Hive Custom UDFs
This is a repository holding binaries of Apache hive custom user defined functions
Introduction
Apache Hive is a big data database that facilitates reading, writing, and managing large datasets residing in the distributed storage and queried using SQL syntax. Built on top of Apache Hadoop, hive enables easy access to data via SQL, thus enabling data warehousing tasks such as extract/transform/load (ETL), reporting, and data analysis.
Apache Hive supports many in-built functions to manipulate and process the data.
Though there are lot of available options, sometimes due to business use-cases, readily available functions may not be available.
Hive allows you to extend and create User defined functions (UDFs) by extending the org.apache.hadoop.hive.ql.exec.UDF
class.
This repository provides users with a single unified custom user defined binary for an array of plugins and functions. The idea is to solve the work-around-solutions in apache hive UDFs and create a single repository for all the custom udfs.
Custom Plugins List
Below are the list of currently available plugins. Click on the below urls to learn more.
- Find total occurance of a word/character in a sentence
- Find total days minus the weekends between two dates
- Parse XML data using XPATH
General Usage
In order to use and plugin the UDFs, follow the below steps:
-
Download the
hive-custom-udfs-*.jar
onto your system or edge-node. -
Upload the downloaded jar onto HDFS location. Use the below command:
$ hadoop fs -copyFromLocal hive-custom-udfs-*.jar <path of your hdfs directory>
-
Login to Hive SHELL and add the jar to the Hive Classpath and define a function, as below:
$ beeline -u jdbc:hive2://localhost:10000 hive> create function <function_name> as '<function_java_class>' using JAR 'hdfs:///<path of hdfs directory>/hive-custom-udfs-*.jar';
- The name of the function is specific to you. It is something we cannot define it for you.

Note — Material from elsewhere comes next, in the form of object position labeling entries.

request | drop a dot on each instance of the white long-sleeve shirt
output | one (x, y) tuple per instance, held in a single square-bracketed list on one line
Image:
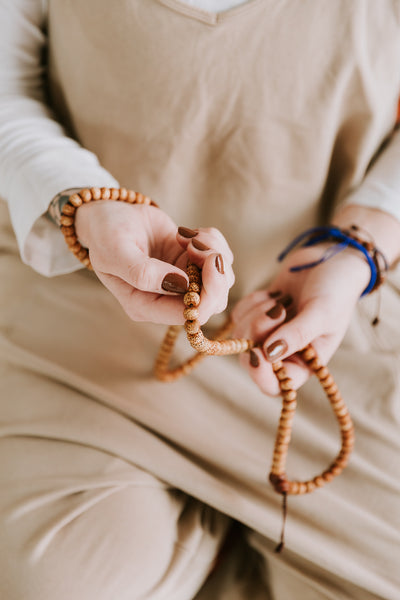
[(38, 160)]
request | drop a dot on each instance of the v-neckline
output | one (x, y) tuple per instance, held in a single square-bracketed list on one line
[(207, 17)]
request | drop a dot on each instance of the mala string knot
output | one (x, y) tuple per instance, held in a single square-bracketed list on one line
[(221, 346)]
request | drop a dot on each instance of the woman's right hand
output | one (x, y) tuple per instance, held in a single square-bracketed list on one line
[(138, 254)]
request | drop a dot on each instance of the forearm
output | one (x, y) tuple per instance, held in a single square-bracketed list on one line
[(383, 228)]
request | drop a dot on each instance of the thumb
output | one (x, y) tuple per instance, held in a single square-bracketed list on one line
[(293, 336)]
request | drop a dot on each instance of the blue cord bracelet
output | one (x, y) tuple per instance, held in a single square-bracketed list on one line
[(343, 240)]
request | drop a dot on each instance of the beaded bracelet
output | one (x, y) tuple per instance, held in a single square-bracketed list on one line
[(86, 195), (344, 238), (221, 346)]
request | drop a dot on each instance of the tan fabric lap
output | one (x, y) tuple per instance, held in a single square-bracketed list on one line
[(78, 523), (210, 435)]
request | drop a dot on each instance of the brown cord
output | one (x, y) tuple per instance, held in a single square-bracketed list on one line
[(221, 346), (206, 347)]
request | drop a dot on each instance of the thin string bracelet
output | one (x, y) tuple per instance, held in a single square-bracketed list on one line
[(343, 238), (222, 346)]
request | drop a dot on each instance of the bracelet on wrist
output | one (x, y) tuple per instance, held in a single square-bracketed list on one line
[(84, 196), (351, 237)]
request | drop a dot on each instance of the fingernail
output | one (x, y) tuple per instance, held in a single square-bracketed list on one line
[(286, 300), (186, 232), (199, 245), (174, 283), (254, 360), (275, 350), (275, 312), (219, 264), (290, 314)]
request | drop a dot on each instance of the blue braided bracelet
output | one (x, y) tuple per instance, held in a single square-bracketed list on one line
[(343, 239)]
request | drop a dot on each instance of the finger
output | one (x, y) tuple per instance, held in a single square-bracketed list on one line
[(145, 306), (145, 273), (217, 279), (295, 335), (256, 298), (260, 321), (260, 370), (205, 239)]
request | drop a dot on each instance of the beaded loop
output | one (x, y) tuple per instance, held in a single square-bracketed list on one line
[(94, 194), (277, 474), (221, 346)]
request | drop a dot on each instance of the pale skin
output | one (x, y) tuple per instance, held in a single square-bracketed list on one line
[(133, 249)]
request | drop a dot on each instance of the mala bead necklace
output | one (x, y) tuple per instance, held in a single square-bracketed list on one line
[(86, 195), (222, 346), (206, 347)]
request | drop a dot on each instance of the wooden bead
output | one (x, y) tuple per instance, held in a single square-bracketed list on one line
[(71, 240), (191, 299), (194, 287), (123, 194), (308, 353), (192, 326), (190, 314), (289, 396), (67, 221), (286, 384), (67, 231), (83, 253), (322, 373), (75, 200), (86, 195), (105, 193), (68, 209), (96, 193)]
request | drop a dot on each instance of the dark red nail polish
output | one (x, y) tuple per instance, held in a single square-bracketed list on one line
[(186, 232), (286, 300), (173, 282), (275, 312), (219, 264), (275, 350), (199, 245), (254, 360)]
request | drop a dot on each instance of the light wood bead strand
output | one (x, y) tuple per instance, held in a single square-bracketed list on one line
[(93, 194), (207, 347), (277, 474)]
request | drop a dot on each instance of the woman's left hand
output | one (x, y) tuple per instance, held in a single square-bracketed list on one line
[(312, 306)]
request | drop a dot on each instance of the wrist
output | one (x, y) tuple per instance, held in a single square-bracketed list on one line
[(54, 210), (383, 229)]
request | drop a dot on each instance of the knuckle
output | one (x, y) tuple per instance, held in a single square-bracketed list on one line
[(140, 274)]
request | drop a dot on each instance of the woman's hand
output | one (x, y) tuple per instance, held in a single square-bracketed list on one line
[(138, 254), (309, 306)]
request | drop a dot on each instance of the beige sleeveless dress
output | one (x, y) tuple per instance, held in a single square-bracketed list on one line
[(257, 121)]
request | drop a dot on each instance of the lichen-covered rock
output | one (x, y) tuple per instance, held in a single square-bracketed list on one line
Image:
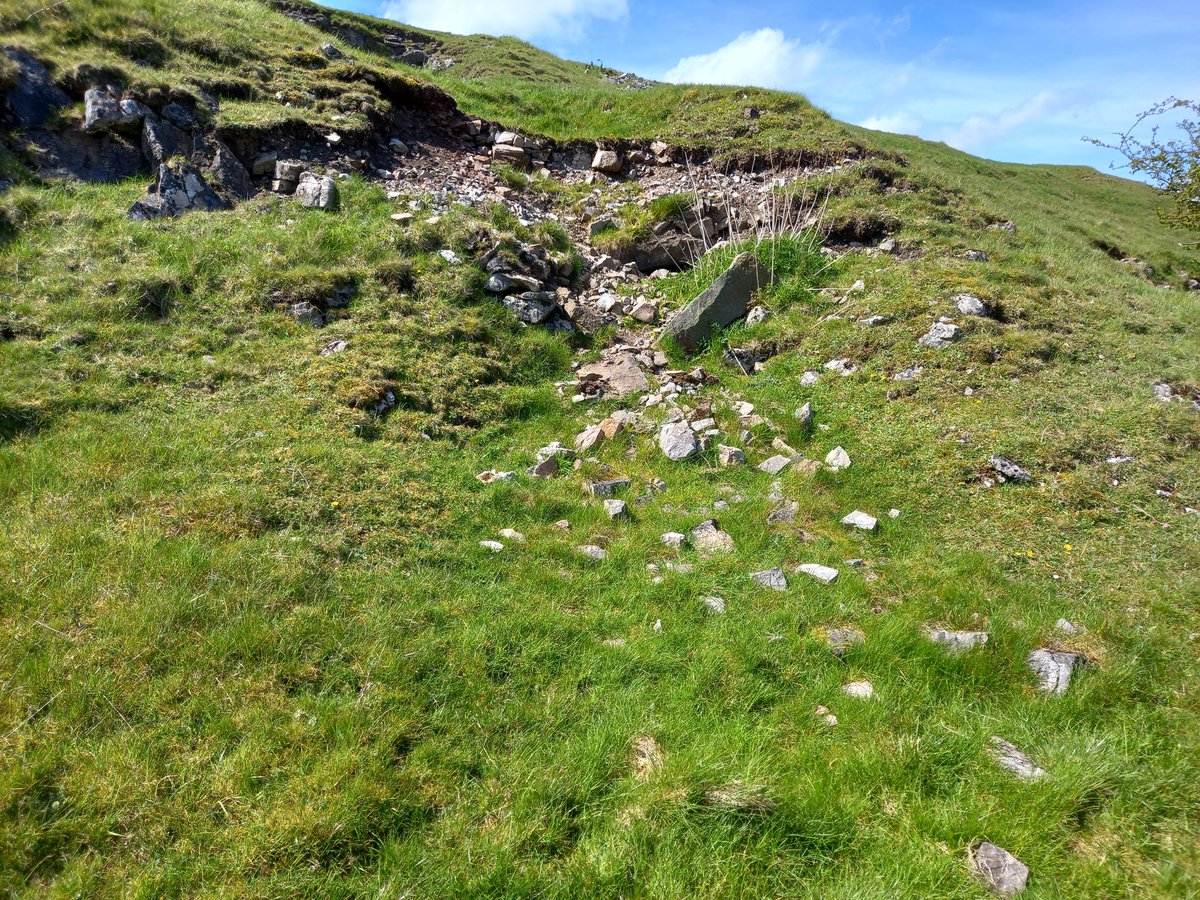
[(319, 192), (179, 189)]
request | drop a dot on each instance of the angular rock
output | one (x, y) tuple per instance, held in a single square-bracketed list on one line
[(228, 175), (103, 111), (1054, 669), (588, 438), (775, 465), (616, 509), (861, 520), (1007, 756), (532, 307), (941, 334), (160, 141), (619, 373), (840, 640), (821, 573), (757, 315), (1001, 873), (179, 189), (957, 642), (723, 304), (773, 579), (1009, 469), (838, 460), (784, 514), (306, 313), (546, 468), (319, 192), (970, 305), (708, 538), (607, 489), (859, 690), (606, 161), (715, 604), (678, 442), (730, 456)]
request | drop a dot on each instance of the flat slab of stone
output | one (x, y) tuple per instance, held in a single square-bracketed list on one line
[(723, 304), (609, 487), (957, 642), (1055, 669), (619, 373), (1001, 873), (773, 579), (1009, 757), (821, 573)]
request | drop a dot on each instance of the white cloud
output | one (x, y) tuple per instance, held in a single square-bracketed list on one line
[(981, 130), (557, 19), (894, 123), (763, 59)]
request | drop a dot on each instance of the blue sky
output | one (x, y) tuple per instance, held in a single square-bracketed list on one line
[(1014, 81)]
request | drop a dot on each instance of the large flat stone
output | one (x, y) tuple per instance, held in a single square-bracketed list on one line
[(723, 304)]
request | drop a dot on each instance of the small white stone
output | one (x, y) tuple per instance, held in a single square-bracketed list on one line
[(859, 690), (616, 509), (774, 465), (861, 520), (821, 573), (838, 459)]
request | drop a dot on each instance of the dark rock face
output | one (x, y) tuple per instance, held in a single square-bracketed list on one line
[(723, 304), (228, 175), (161, 141), (73, 155), (34, 100), (179, 190), (671, 251)]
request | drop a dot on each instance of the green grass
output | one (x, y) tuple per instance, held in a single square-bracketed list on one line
[(251, 647)]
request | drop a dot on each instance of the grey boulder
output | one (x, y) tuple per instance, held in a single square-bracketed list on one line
[(533, 307), (179, 189), (1001, 873), (317, 191), (677, 441), (723, 304)]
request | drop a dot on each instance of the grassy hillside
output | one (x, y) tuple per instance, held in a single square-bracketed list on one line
[(251, 645)]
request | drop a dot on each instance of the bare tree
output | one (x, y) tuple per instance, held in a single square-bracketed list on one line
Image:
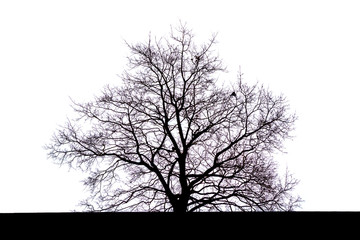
[(171, 139)]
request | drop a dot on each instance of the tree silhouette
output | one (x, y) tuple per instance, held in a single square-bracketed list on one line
[(170, 139)]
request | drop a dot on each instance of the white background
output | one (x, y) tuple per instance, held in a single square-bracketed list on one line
[(53, 50)]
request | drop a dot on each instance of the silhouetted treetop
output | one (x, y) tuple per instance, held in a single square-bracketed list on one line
[(169, 138)]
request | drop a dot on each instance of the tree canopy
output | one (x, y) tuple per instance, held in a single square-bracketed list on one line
[(171, 138)]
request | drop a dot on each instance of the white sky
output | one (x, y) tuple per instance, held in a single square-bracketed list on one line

- The function Java class is the class path of the function to use. Every function class will have a definite Java Class Name. You need to ensure you use the exact class names. Follow the wiki page for more details.
-
Use the function in hive
hive> SELECT function_name(str,str) FROM <table_name>;
You can use the official Hive Documentation for more on deploying hive udfs.
Raising Issues
For raising issues, you can make use of the github issues.